Mit Mannschaftsgeist, sportlicher Leistung und Patriotismus startet Bafana Bafana in den Afrika-Cup

(Autor: Johannes Woywodt)

Dass Südafrikas Fußballnationaltrainer Ephraim „Shakes“ Mashaba die Fans und Medien mit seinen Entscheidungen zu überraschen vermag, ist nicht ungewöhnlich. Seine Neueste ist die Nominierung des 23 Spieler umfassenden Mannschaftskaders für den am heutigen Samstag beginnenden Afrika-Cup in Äquatorialguinea. Egal ob gerade in Südafrika oder in anderen fußballverrückten Ländern, über nichts lässt sich leidenschaftlicher diskutieren als über die Spielerauswahl vor einem großem Turnier.
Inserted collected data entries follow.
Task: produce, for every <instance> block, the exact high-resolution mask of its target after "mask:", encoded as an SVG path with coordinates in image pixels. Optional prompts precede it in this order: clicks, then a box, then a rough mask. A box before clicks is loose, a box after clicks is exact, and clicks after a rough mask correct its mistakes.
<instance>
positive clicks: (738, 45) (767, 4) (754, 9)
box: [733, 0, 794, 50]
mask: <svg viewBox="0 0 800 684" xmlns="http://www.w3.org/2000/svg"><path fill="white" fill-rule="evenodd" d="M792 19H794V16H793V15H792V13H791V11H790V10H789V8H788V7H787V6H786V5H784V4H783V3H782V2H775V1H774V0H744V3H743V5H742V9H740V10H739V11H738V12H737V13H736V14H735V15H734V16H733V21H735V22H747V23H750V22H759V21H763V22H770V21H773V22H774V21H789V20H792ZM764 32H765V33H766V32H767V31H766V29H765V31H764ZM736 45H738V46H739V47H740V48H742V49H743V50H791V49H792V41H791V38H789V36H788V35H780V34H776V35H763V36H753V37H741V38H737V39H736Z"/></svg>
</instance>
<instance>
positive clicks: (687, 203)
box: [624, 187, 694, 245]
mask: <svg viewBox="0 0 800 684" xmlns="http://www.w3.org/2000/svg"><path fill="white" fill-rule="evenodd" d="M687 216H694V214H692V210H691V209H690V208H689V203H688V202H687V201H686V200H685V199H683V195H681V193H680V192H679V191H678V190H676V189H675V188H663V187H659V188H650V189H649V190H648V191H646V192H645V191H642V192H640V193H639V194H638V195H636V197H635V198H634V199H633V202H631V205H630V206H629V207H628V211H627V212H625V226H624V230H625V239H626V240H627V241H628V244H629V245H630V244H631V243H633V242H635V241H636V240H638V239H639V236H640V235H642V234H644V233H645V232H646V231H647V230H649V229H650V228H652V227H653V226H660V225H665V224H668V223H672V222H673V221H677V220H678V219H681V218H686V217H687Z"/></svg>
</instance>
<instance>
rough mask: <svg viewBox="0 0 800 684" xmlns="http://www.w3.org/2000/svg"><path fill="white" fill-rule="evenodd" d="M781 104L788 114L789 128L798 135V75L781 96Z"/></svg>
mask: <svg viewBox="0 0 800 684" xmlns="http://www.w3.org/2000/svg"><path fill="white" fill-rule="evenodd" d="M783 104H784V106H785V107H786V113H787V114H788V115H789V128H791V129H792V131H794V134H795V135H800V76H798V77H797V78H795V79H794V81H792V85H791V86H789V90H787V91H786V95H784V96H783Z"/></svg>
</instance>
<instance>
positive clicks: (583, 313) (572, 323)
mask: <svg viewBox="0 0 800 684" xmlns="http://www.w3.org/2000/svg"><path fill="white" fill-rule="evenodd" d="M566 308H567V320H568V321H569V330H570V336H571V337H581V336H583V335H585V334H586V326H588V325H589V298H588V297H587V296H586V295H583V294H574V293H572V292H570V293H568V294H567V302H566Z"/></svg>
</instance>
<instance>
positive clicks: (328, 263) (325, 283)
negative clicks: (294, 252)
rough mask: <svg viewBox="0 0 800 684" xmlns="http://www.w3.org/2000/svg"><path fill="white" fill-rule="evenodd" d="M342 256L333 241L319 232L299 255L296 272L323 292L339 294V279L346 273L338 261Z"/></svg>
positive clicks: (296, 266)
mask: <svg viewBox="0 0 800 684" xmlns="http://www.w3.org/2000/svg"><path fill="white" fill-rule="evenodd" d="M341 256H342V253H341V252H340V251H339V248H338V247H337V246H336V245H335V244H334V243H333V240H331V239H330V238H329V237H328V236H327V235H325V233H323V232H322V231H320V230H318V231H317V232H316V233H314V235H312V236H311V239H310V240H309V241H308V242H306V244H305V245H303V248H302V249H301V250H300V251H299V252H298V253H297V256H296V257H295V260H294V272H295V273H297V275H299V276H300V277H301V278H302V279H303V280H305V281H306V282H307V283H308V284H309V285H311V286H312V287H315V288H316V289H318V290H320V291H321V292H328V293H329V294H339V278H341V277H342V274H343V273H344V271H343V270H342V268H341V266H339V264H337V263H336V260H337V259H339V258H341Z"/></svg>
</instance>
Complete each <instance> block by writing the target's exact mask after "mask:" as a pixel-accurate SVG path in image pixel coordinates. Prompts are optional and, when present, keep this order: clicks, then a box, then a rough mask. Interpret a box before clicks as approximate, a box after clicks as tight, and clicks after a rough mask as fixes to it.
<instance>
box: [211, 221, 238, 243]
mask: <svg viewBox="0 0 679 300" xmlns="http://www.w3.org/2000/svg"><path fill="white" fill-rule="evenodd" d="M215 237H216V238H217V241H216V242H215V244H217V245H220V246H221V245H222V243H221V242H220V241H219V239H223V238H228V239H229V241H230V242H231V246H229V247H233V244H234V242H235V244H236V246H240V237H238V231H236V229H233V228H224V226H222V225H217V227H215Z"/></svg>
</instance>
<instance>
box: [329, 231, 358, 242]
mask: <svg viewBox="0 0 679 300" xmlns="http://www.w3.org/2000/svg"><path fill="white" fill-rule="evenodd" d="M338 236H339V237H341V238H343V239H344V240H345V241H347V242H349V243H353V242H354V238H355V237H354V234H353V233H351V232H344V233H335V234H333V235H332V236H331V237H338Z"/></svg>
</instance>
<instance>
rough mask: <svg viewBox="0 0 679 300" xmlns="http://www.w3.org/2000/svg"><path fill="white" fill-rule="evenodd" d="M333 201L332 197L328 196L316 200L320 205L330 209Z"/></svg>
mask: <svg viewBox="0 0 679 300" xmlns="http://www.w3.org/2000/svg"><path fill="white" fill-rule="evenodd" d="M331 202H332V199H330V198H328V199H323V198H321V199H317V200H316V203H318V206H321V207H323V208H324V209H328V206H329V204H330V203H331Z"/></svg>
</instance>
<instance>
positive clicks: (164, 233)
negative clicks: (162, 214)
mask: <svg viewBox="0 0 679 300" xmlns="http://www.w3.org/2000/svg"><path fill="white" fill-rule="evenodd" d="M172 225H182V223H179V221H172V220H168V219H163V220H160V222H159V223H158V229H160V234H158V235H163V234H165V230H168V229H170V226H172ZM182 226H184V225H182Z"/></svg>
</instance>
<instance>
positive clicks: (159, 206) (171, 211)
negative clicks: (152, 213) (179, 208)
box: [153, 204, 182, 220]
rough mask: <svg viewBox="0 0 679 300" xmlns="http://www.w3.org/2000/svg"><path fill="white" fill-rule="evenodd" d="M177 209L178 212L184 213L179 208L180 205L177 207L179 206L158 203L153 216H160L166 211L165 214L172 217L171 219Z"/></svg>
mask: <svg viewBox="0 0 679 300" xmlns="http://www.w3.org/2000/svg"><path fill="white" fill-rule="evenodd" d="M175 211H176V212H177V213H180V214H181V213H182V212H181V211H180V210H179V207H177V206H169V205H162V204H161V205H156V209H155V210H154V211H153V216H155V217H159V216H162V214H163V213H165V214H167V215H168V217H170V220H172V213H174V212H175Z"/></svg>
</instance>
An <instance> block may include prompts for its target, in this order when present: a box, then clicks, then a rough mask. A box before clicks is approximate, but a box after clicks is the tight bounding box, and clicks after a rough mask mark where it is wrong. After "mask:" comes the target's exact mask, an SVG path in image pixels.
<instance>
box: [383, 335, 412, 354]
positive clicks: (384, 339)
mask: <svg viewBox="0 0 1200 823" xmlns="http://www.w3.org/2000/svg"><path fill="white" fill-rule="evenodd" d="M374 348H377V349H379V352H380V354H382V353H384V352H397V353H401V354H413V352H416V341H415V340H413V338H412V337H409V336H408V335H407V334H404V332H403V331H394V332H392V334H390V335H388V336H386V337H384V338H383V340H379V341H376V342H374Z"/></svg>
Ein in der Regel zweijährlich wiederkehrendes Schauspiel, das von den Medien meisterlich verwendet wird, um in den Lob- oder Abgesang auf die eigene Mannschaft einzusteigen.

Diski Media

© Am heutigen Samstag beginnt der Afrika-Cup 2015 in Äquatorialguinea. Südafrikas Fußballcoach Ephraim „Shakes“ Mashaba hat ein junges und vor allem unerfahrenes Team aufgestellt, das gegen starke Gegner wie Algerien, Ghana und dem Senegal antreten wird. Mit Spannung werden die Vorrundenspiele erwartet. Am 19. Januar geht es gegen die Wüstenfüchse los. (Quelle: flickr/ Diski Media)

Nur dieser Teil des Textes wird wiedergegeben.